She is really pretty, but her face is the same in every shot. I missed my photo op with a CL celebrity that night! Looks like it was a good time tho!  Plus, chili! Can't go wrong with chili!


----------



## tx_tuff (Jun 16, 2007)

Yeah you missed your photo op with me!



vegasgirl said:


> She is really pretty, but her face is the same in every shot. I missed my photo op with a CL celebrity that night! Looks like it was a good time tho!  Plus, chili! Can't go wrong with chili!


----------



## vegasgirl (Jul 1, 2007)

tx_tuff said:


> Yeah you missed your photo op with me!


I said "A" CL celebrity.
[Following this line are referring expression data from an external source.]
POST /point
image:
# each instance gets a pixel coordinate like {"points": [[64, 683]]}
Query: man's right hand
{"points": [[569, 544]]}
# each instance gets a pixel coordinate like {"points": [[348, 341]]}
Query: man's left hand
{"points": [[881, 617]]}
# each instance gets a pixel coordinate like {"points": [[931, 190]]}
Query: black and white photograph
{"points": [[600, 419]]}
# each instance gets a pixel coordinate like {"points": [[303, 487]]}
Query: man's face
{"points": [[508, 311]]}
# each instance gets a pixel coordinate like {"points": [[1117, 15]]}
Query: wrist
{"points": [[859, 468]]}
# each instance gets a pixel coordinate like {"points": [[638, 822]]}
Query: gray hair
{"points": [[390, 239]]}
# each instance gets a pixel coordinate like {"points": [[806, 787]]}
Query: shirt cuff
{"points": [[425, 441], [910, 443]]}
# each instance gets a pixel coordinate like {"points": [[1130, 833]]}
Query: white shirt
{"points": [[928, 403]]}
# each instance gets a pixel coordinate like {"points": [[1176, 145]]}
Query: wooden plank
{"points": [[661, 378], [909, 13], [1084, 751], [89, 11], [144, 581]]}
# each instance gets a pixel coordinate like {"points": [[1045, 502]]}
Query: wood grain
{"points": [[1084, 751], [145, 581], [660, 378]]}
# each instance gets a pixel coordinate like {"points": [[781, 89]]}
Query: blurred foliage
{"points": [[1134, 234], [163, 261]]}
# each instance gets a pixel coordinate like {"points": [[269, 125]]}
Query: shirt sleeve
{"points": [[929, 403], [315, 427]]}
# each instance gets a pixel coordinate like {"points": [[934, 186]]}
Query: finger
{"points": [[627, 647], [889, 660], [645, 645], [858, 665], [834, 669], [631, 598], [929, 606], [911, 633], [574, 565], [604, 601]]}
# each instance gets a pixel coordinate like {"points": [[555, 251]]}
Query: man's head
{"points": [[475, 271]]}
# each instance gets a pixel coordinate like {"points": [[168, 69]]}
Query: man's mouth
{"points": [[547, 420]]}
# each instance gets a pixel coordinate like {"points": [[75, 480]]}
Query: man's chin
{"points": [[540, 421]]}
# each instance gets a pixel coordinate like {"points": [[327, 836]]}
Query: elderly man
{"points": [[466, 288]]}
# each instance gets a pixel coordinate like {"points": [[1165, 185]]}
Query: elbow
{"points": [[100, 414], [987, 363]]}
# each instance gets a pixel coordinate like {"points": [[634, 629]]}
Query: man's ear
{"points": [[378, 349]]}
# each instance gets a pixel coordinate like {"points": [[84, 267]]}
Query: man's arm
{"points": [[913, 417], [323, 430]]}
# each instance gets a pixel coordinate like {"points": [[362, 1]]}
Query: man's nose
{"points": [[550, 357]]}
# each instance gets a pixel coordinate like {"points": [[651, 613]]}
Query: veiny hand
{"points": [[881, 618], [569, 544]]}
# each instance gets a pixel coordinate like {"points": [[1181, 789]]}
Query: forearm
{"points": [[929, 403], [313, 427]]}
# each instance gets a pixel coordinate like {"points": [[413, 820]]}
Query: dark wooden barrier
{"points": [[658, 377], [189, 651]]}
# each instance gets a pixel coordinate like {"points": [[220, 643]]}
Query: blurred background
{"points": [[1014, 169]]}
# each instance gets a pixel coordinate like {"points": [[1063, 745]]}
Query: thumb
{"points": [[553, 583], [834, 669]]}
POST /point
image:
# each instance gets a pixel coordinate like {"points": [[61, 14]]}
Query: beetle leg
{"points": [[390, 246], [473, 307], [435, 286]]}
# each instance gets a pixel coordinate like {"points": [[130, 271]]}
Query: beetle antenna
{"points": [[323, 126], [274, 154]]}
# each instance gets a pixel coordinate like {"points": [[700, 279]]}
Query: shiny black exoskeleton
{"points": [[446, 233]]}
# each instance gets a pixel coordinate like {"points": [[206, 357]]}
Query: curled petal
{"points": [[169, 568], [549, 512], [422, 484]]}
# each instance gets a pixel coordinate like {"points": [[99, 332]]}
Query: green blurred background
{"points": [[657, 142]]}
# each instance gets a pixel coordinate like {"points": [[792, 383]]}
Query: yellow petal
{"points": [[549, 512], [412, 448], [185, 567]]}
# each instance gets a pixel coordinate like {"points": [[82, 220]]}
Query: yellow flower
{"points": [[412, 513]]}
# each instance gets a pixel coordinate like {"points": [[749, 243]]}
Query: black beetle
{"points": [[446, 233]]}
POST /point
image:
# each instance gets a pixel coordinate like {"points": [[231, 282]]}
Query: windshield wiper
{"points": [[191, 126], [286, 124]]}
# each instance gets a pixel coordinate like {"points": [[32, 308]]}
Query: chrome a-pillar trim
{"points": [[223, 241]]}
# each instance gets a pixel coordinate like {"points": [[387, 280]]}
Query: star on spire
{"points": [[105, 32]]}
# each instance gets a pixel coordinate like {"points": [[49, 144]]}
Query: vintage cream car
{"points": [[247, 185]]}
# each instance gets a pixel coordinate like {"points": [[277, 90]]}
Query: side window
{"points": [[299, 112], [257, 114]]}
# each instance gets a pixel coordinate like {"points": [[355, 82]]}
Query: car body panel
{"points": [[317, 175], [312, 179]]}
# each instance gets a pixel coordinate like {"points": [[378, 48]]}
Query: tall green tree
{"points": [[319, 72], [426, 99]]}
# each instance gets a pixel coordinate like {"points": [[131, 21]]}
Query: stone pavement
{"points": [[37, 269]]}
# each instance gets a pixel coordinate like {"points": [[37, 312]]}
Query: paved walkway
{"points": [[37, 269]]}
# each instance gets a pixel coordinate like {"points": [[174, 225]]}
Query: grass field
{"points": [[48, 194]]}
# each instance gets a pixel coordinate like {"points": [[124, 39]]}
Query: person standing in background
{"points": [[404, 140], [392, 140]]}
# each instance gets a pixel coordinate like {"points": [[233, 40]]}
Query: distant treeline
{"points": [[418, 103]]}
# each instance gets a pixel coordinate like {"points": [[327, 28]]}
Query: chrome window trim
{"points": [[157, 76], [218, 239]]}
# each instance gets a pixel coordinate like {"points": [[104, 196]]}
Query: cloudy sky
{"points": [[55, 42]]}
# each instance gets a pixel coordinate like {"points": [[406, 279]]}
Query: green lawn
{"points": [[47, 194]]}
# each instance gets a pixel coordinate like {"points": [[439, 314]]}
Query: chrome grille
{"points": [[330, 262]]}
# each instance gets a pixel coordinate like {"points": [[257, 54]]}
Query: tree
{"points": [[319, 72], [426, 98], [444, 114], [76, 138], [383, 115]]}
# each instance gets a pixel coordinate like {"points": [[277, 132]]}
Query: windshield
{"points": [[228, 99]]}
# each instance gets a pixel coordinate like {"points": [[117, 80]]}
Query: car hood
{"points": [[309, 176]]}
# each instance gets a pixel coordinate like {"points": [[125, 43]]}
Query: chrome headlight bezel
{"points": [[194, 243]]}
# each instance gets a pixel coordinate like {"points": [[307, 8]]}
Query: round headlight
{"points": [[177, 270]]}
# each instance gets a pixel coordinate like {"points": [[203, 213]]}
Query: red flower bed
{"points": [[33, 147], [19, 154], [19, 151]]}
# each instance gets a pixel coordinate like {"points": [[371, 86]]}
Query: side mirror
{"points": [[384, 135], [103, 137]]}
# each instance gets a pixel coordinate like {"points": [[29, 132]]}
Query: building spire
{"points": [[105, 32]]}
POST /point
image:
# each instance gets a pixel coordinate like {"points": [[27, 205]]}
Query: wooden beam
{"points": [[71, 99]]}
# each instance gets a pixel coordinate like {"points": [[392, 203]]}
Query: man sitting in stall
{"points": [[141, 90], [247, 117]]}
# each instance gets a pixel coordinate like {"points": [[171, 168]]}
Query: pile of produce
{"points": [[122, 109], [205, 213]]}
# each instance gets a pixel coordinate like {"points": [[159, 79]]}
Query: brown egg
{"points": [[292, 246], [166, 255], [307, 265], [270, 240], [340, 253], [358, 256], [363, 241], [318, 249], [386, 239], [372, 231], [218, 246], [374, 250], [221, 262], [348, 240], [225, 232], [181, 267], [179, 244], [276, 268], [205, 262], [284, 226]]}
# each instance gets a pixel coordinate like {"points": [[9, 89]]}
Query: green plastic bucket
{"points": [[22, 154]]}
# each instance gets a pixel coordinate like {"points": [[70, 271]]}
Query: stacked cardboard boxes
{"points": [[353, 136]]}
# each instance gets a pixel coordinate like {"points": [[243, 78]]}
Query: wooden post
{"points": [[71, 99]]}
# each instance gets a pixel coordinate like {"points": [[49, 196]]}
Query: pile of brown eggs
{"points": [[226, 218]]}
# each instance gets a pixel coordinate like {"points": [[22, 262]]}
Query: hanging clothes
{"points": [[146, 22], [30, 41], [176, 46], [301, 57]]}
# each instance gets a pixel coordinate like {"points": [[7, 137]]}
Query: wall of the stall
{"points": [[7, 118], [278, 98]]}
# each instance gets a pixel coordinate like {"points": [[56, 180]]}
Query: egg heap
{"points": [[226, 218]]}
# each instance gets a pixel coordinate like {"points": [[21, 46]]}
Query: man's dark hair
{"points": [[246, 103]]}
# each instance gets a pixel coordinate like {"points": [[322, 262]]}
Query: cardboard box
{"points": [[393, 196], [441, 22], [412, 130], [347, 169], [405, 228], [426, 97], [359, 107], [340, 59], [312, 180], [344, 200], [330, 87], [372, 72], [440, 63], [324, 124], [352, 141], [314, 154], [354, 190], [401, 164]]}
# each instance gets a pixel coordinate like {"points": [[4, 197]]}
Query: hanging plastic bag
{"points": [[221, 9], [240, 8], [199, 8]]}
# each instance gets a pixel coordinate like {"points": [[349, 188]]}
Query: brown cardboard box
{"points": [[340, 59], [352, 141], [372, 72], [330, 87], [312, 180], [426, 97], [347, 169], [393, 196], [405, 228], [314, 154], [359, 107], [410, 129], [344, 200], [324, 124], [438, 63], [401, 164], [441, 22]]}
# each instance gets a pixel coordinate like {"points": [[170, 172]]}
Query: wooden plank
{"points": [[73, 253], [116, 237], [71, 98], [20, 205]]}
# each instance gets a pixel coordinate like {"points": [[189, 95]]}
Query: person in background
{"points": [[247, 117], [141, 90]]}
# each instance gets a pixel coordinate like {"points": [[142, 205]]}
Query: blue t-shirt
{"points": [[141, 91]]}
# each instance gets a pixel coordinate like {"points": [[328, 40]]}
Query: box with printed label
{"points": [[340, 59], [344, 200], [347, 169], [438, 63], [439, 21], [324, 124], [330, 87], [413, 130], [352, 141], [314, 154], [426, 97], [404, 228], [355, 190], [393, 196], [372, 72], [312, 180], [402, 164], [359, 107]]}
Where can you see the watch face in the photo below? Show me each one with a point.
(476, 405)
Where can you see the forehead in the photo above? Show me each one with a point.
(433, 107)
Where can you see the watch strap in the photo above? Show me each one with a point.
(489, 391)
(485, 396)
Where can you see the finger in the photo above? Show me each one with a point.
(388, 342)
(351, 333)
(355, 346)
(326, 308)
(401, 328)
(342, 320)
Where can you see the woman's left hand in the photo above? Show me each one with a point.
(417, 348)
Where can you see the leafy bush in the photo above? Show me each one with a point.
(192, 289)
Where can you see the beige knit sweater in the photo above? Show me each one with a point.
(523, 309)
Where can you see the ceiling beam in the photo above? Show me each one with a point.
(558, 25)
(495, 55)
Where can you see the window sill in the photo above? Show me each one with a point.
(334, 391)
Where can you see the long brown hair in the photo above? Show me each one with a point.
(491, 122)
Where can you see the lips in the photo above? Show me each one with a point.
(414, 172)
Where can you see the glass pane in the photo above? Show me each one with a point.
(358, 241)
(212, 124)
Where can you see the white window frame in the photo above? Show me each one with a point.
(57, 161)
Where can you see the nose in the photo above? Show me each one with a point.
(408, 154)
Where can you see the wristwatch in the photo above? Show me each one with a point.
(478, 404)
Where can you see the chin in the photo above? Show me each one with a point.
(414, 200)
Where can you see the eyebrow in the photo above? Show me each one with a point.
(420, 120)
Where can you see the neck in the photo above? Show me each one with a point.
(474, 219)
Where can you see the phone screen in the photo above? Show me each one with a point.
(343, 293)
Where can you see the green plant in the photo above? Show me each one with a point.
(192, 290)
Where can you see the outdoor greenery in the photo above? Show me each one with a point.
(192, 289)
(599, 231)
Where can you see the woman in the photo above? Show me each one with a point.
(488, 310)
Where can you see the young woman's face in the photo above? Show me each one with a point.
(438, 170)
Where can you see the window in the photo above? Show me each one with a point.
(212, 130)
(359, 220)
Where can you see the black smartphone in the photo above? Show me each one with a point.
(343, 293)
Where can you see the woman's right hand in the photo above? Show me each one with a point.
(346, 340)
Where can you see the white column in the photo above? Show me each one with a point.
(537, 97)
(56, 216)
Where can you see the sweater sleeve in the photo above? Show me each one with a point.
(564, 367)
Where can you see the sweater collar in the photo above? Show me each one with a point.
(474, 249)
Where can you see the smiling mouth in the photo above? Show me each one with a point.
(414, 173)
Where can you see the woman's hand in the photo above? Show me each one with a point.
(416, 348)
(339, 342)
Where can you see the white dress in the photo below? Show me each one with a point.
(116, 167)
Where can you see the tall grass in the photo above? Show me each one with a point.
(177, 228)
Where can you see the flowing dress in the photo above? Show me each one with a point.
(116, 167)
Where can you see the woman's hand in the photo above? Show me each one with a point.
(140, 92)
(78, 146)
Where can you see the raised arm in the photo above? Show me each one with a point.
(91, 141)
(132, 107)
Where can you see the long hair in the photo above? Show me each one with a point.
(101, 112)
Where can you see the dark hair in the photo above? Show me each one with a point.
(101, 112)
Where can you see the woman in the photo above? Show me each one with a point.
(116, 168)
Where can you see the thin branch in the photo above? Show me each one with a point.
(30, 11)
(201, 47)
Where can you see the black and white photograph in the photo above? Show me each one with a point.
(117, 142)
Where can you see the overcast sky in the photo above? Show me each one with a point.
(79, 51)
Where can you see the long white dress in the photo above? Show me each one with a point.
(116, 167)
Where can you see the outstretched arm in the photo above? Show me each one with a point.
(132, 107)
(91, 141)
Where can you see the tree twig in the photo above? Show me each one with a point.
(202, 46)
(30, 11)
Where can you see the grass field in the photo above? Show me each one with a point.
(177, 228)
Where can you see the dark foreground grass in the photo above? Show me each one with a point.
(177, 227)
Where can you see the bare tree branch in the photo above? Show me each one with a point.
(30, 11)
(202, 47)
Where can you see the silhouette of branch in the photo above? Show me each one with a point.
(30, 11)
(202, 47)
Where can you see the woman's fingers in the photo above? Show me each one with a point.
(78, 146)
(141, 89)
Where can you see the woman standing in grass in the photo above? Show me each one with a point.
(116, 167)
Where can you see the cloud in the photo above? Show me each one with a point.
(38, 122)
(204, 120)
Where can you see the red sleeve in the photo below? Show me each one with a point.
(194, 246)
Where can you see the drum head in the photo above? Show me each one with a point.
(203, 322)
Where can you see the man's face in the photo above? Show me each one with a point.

Not "THE" CL celebrity.


----------



## samsgrl28 (Jul 11, 2007)

genettim said:


> Well, not to steal any of your thunder, Abel, but I wanted to put up some of my own shots from Saturday night... heck, If I remember correctly, you actually took a couple of these yourself! Ooh, and look - I even managed to get you in the third one!
> 
> For anyone who missed this, it was a BLAST! I can't say enough good things about everybody I met there, and how fantastic it was to finally be able to match faces with all the names. It may have been a long drive each way, but I'd do it again in a heartbeat.
> 
> ...


It was great that you were able to join us and it was nice meeting you'll. Til next time.


----------